This horror movie from Netflix is a muddled marriage of progressive politics and retrograde style.
Commendably diverse and deplorably unscary, Patrick Brice’s teen-slasher movie, “There’s Someone Inside Your House,” attempts to both update and bow to a genre that peaked decades ago. But in trying to have it both ways, Brice has created a messy, overstuffed parody of moral policing that squanders the promise of its cleverly executed opening.
That sequence, genius in its simplicity (and the only one to truly justify the film’s title), shows the slaying of a high-school quarterback who brutally hazed a gay teammate. Barely has the deceased’s homophobia been broadcast to the stunned student body when their racist president is also whacked. As the killings — and, arguably more terrifying, online exposures — continue, the movie watches from the viewpoint of a clique of social outcasts led by Makani (Sydney Park, alternating between dazed and woebegone), a transfer student with a traumatic past.
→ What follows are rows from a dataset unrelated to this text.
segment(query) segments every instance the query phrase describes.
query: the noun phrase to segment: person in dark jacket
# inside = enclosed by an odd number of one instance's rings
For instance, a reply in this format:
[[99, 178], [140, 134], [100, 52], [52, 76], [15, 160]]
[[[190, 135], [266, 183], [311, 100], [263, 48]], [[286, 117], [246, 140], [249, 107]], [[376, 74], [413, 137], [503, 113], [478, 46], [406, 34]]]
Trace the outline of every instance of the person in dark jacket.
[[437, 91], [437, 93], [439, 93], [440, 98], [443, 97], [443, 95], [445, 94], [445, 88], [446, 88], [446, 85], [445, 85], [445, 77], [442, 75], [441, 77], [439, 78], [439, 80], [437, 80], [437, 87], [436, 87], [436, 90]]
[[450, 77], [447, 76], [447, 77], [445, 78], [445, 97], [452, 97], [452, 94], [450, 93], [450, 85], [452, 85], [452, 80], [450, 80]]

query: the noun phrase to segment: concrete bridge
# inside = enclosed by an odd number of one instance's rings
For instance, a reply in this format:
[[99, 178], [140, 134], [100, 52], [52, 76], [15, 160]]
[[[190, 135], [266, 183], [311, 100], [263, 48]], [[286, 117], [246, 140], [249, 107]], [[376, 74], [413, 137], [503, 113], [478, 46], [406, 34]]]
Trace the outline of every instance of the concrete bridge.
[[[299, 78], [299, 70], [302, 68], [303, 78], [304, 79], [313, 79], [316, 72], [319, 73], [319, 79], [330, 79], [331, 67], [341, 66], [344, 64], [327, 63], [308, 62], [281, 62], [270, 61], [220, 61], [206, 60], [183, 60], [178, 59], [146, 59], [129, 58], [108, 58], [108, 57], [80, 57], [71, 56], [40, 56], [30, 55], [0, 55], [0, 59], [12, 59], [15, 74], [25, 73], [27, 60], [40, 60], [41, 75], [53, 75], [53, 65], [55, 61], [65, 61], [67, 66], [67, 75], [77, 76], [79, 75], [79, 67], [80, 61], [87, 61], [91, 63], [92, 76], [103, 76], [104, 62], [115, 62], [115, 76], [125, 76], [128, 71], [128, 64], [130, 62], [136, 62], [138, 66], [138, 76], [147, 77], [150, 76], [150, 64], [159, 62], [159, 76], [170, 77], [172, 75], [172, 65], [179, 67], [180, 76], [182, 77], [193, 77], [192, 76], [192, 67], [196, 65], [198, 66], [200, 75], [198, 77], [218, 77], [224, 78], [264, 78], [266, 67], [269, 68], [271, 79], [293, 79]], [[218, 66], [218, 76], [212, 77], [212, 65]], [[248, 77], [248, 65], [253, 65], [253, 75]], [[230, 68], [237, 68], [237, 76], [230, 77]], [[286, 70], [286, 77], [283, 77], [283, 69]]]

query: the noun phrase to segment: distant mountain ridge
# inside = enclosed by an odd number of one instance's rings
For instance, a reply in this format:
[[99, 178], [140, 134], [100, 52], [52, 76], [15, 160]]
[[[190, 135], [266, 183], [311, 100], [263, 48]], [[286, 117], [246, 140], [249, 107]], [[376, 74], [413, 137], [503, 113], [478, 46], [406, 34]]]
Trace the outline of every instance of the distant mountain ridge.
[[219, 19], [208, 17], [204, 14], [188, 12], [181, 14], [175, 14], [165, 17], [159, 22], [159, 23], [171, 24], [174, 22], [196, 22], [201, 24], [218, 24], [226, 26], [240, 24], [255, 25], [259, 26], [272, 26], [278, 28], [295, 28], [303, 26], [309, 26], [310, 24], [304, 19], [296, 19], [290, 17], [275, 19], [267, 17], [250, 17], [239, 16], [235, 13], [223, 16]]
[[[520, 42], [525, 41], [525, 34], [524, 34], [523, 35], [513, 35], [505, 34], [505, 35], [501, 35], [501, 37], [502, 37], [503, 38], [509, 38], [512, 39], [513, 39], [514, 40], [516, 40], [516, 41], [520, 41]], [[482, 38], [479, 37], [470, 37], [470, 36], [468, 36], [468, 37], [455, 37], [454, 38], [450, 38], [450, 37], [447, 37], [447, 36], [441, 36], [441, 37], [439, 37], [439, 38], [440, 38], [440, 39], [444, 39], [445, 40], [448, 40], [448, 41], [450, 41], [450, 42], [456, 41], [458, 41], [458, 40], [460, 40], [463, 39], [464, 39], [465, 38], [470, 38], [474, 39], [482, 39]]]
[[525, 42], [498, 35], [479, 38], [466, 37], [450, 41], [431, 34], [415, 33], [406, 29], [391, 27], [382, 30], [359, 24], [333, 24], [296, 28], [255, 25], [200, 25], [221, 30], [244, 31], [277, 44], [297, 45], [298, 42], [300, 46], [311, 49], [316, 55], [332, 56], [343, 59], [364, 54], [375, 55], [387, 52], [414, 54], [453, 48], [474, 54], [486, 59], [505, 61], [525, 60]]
Set in small-town Nebraska and adapted from Stephanie Perkins’s novel of the same name, Henry Gayden’s screenplay chokes on immaterial plot strands — like police privatization and the evils of agribusiness — and bland characters. The sole standout is Théodore Pellerin as the prime suspect and Makani’s secret hookup: Dancing on the line between creepy and sexy, Pellerin never misses a step.
The same can’t be said for a story that, disastrously, allows Makani’s barely relevant personal issues to elbow those of the killer off the screen. They also muffle the plot’s smartest touches, like a party where students pre-empt an attack by confessing their darkest secrets. Or the killer’s habit of wearing masks resembling each victim’s face, making them quite literally casualties of their own actions. It’s the movie’s best joke.
There’s Someone Inside Your House
Not rated. Running time: 1 hour 36 minutes. Watch on Netflix.